本日(2月22日)より、国立新美術館(東京・六本木)において展覧会「草間彌生 わが永遠の魂」 が開催されております。


前衛芸術家として時代の最先端を走り続ける草間彌生という天才作家の活動に目を向け、貴重な未発表作品、代表作の数々を織り交ぜ、初期から現在にいたるまでを過去最大級の規模で余すところなく紹介しているこの展覧会。

昨日、同展のプレス内覧会が開催されております。当然、記者も行ってきました! ……というわけで建物を目指すべく坂を登っていると、まずはこんな光景が広がります。



草間彌生の個展として過去最大級


国立新美術館は1月に開館10週年を迎えており、同展は開館10周年を記念する展覧会シリーズの第一弾。草間さんの大規模な個展は都内では13年ぶりだそうです。
どれくらい大規模かというと、約240点の作品、それに加えて約30点の書籍が展示されているとのこと。
「これだけの規模の草間さんの個展というのは、恐らくこれまで開かれたことはないのではないかと思います。過去最大級の個展と言ってもいいのではないでしょうか」(国立新美術館・南雄介副館長)



今回の展覧会の大きな特徴は、全体が2部構成になっていること。第1部は、その名も「21世紀の草間彌生」。今世紀に入ってからの草間さんの芸術制作を紹介する、言うなれば新作展というか近作展にあたる部分です。

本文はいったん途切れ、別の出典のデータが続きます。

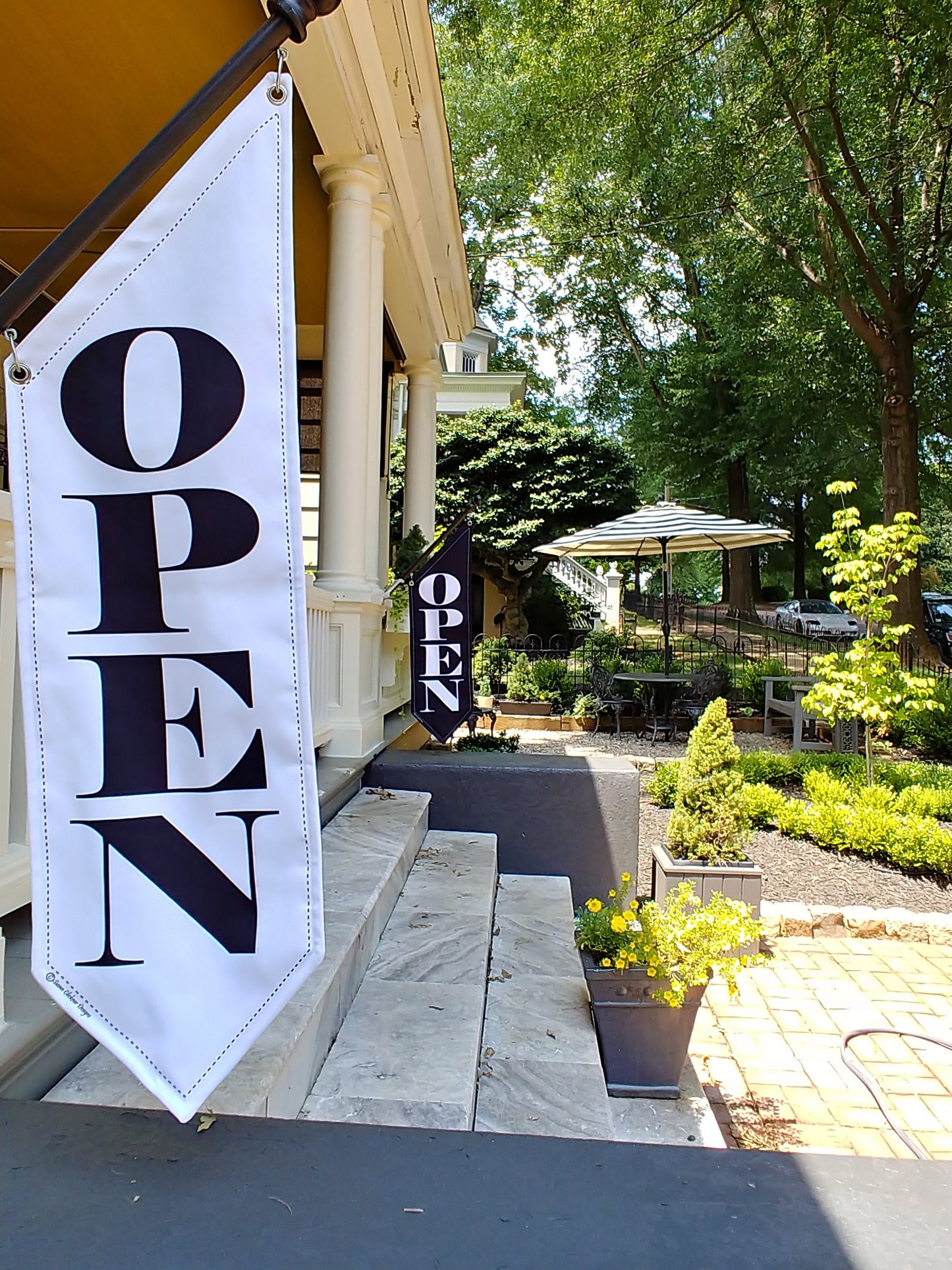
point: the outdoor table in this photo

現在の草間さんの活動の中心を占めているのは、絵画作品。「わが永遠の魂」という絵画のシリーズの制作を草間さんは2009年より始めており、現在もなお制作中です。
「先日伺ったところによると520作目まで完成されたということなので、7年余りで500点以上。ということは、年間70点くらいですね。草間さんは基本的にはウィークデーにスタジオに通って制作すると伺っているので、そうするとだいたい2〜3日に1点のペースでこの絵画を描いていらっしゃるということになります」(南副館長)
今回は520点の中の約4分の1、130品が出展されています。これだけの規模、これだけの数の「わが永遠の魂」が並ぶというのはこれまでで初めてのこと。さらに今回出品されている130点はすべて、日本で公開されたことのない作品です。
「草間さんには70年にわたる前衛芸術家としての活動があるわけですが、その中で様々なスタイルやモチーフが出てきました。有名なものでネット・ペインティングがありますし、水玉のパターンは非常に有名です。そういった様々なモチーフやスタイルが『わが永遠の魂』シリーズからは随所に認めることができると思います。そういう意味では、草間さんの今までの活動の集大成、代表作と言っていいシリーズになるかと思います」(南副館長)



「このシリーズ、今回はなるべくたくさん見ていただきたいというのもありますし、作品の特徴を見ていただきたいというのもあるので、新美術館の大きな展示室の広い壁面に全く間隔を置かずにピッタリくっつけて展示しております」(南副館長)
作品ごとにバリエーションが豊かで、抽象的なものもあるし、具象的なモチーフのものある。作品によって様々なモチーフがあり、それらを組み合わされた形で目の当たりにすることができます。

50年代から20世紀いっぱいまでの活動を紹介する「20世紀の草間彌生」


2部構成となっている同展の第2部は、その名も「20世紀の草間彌生」。草間さんの50年代から20世紀いっぱいまでの非常に長い活動を紹介する、言わば回顧展のような性格が第2部にはあります。

入り口のゲートから順路を進んでいくと、そこに広がるはまさに草間さんの歴史。


1929年に松本市に生まれ、松本で活動していた50年代からすでに新進芸術家として注目されていた草間さん。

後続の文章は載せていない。